A-Ka bufou. “Seja como for, você não pode comer clones.”

A-Ka sequer podia cogitar a ideia de assistir Heishi serrar uma perna “humana”, assá-la e comê-la. Heishi hesitou por um momento e finalmente largou o corpo do clone, saindo à procura de outra coisa para comer.

Eles não foram os únicos a serem varridos para as planícies, mas infelizmente, todas as coisas vivas, todos os clones dentro dos mechas, haviam morrido. Heishi arrancou um braço de um mecha e o girou experimentalmente, mas era extenuante demais fazê-lo.

A-Ka falou, “Não traga muita coisa. Você gosta de armas pesadas?”

Heishi ficou em silêncio.

A-Ka não sabia se ria ou se chorava enquanto o ajudava a descascar uma longa tira de metal e soldá-la num cabo. Heishi a testou e o vento o rodeou quando ela a brandiu. Ele então a jogou em suas costas, como se fosse uma espada de lâmina larga.

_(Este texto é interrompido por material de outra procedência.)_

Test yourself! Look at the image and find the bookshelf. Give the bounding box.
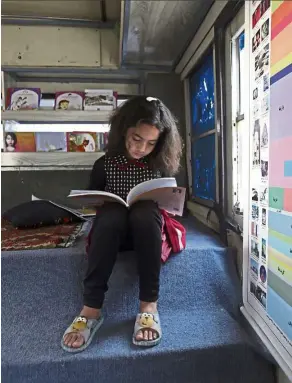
[1,110,109,170]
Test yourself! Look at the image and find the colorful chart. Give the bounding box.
[267,1,292,342]
[269,1,292,213]
[248,0,292,348]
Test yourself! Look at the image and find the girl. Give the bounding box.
[5,132,17,152]
[61,96,183,352]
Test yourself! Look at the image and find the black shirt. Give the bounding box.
[88,154,161,201]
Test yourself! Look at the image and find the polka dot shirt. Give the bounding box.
[88,154,161,201]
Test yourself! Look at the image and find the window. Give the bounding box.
[189,50,216,202]
[224,5,245,227]
[238,31,246,116]
[231,30,245,220]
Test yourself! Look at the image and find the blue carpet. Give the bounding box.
[1,215,275,383]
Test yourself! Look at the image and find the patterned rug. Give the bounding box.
[1,219,85,251]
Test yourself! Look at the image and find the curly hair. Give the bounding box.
[106,96,183,176]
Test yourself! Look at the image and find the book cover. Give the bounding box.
[96,132,108,151]
[4,132,36,152]
[55,92,84,110]
[6,88,41,110]
[35,132,67,152]
[96,133,101,151]
[103,132,108,148]
[67,132,97,152]
[114,91,118,108]
[83,89,115,111]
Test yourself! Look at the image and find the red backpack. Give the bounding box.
[160,210,186,262]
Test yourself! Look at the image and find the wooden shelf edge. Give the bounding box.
[1,166,93,171]
[1,110,111,122]
[1,151,104,169]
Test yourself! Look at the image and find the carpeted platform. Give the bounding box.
[1,215,276,383]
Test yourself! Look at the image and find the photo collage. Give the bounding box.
[249,0,271,311]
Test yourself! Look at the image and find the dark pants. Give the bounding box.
[83,200,162,309]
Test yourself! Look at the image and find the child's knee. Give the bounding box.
[129,200,161,227]
[130,200,158,213]
[97,204,128,232]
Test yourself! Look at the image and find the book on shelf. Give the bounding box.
[96,132,108,151]
[4,132,36,152]
[6,88,41,110]
[55,92,84,111]
[68,178,186,216]
[35,132,67,152]
[67,132,97,152]
[83,90,117,111]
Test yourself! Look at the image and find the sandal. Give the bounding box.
[61,315,104,353]
[132,312,162,347]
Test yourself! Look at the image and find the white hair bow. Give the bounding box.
[146,97,158,102]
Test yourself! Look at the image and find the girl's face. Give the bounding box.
[125,123,159,159]
[6,134,14,147]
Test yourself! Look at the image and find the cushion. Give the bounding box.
[2,200,82,229]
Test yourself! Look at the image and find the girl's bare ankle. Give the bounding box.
[80,306,101,319]
[139,301,158,313]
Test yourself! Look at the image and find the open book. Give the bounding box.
[67,178,186,216]
[31,194,95,219]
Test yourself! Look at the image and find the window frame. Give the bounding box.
[232,27,245,228]
[224,7,245,229]
[186,45,218,208]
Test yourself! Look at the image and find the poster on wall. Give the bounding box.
[249,0,271,316]
[247,0,292,362]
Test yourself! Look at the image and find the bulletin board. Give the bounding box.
[243,0,292,378]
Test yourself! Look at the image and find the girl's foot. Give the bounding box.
[63,306,101,349]
[135,301,159,341]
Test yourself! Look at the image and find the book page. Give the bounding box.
[68,190,127,207]
[128,187,186,216]
[127,178,177,205]
[75,207,97,217]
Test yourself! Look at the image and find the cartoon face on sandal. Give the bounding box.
[72,316,88,330]
[138,313,157,327]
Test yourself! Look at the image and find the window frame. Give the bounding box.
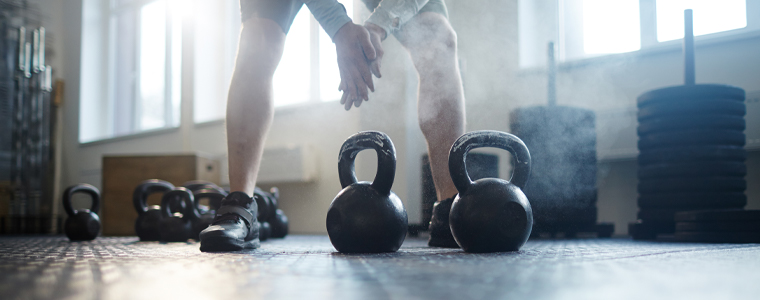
[519,0,759,69]
[79,0,180,144]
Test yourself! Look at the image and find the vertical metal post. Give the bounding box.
[547,42,557,106]
[683,9,695,85]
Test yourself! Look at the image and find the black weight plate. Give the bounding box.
[674,231,760,243]
[638,162,747,179]
[637,99,746,120]
[637,192,747,209]
[638,177,746,193]
[674,209,760,222]
[637,115,745,135]
[637,130,745,149]
[638,146,746,165]
[638,209,682,222]
[676,221,760,232]
[629,221,675,240]
[637,84,745,106]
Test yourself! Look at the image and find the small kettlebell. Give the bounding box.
[269,209,289,238]
[253,187,274,224]
[448,130,533,252]
[159,187,194,242]
[63,184,101,241]
[326,131,407,253]
[183,180,226,213]
[258,187,289,238]
[134,179,175,241]
[187,188,226,240]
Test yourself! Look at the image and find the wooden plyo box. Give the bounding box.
[102,154,220,236]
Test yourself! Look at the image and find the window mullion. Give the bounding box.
[310,14,320,102]
[164,2,173,127]
[640,0,658,49]
[132,4,142,132]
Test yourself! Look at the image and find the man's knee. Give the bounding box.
[400,12,457,57]
[237,17,287,76]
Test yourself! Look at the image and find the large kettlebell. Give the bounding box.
[448,130,533,252]
[159,187,194,242]
[326,131,407,253]
[63,184,101,241]
[134,179,175,241]
[188,188,226,240]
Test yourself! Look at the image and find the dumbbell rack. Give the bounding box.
[0,1,55,234]
[511,42,613,238]
[630,10,748,240]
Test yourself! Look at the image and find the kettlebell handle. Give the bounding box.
[62,184,100,217]
[338,131,397,196]
[161,188,197,220]
[448,130,532,193]
[133,179,175,215]
[192,189,226,212]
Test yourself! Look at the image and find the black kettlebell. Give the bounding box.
[259,221,272,241]
[253,187,273,223]
[188,188,226,240]
[269,209,289,238]
[448,130,533,252]
[159,187,194,242]
[63,184,101,241]
[134,179,175,241]
[326,131,407,253]
[183,180,226,213]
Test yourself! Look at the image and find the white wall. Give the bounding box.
[46,0,759,235]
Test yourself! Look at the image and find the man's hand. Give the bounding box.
[334,22,376,111]
[364,23,386,79]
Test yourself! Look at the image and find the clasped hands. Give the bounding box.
[334,22,386,111]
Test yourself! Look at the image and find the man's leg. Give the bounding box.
[397,12,465,203]
[397,12,466,247]
[226,17,286,196]
[199,17,286,252]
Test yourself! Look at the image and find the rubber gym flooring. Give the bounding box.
[1,235,758,300]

“Vamos,” A-Ka organizou sua própria mochila montada às pressas. Dentro dela, havia uma bússola, um kit de primeiros socorros que os clones carregavam, algumas injeções de estimulantes, um forno portátil de energia atômica, uma chave inglesa, uma variedade de chaves de fenda e outras ferramentas, além de um gerador de campo magnético.

"Por que você trouxe essas coisas?” Perguntou Heishi indiferente. “Você nem mesmo consegue carregá-las.”

A-Ka trazia tantas coisas que era realmente um pouco cansativo, mas ele persistiu. “As ferramentas de um mecânico são como a arma de um soldado. Serão úteis no futuro.”

A espessa camada de neve que cobria as planícies era tão branca que machucava os olhos. Heishi colocou um par de óculos de sol que havia pegado do corpo de um clone. Assim, ele e A-Ka saíram para um novo e desconhecido mundo.

✶✶✶

Notas de tradução:

[1] País das Máquinas: aparentemente o autor usa diversos termos para se referir ao “País de Aço.” Dá a impressão que o país é a área maior dentro da qual fica a “Cidade de Aço”/“Cidade das Máquinas,” mas às vezes todas essas expressões são usadas como equivalentes. Em resumo, referem-se a uma grande localidade que provavelmente ocupa o leste da China inteiro e é dominada pelas formas de vida de aço/robôs.

[2] Mecha ou meca: robô gigante controlado ou não por um piloto ou controlador, comuns em algumas obras de ficção científica, mangá e anime. Um mecha geralmente é uma máquina de guerra ou combate com pernas, cujos principais oponentes são monstros gigantes ou outros mecas.

[3] Não sabia onde era o céu e a terra: é apenas uma figura de linguagem para dizer que ele estava desnorteado. Naquele momento ele ainda sabia dizer onde estavam o céu e a terra.

[4] Fornalha movida a reator nuclear: eu li e reli essa passagem estranhando muito esse objeto no meio de uma planície deserta. Ele aparece novamente neste capítulo. Acredito que estivesse entre as coisas que foram varridas pela explosão da luta entre “Pai” e a Nave-Mãe. Trata-se de um objeto pequeno e portátil, provavelmente parecido com este da foto.


[5] “Cara”, em chinês laoxiong (老兄): forma de tratamento usado entre amigos do gênero masculino. Traduz-se em inglês para "buddy.” Em português: irmão; cara; velho amigo; companheiro; parceiro e até mesmo irmão mais velho.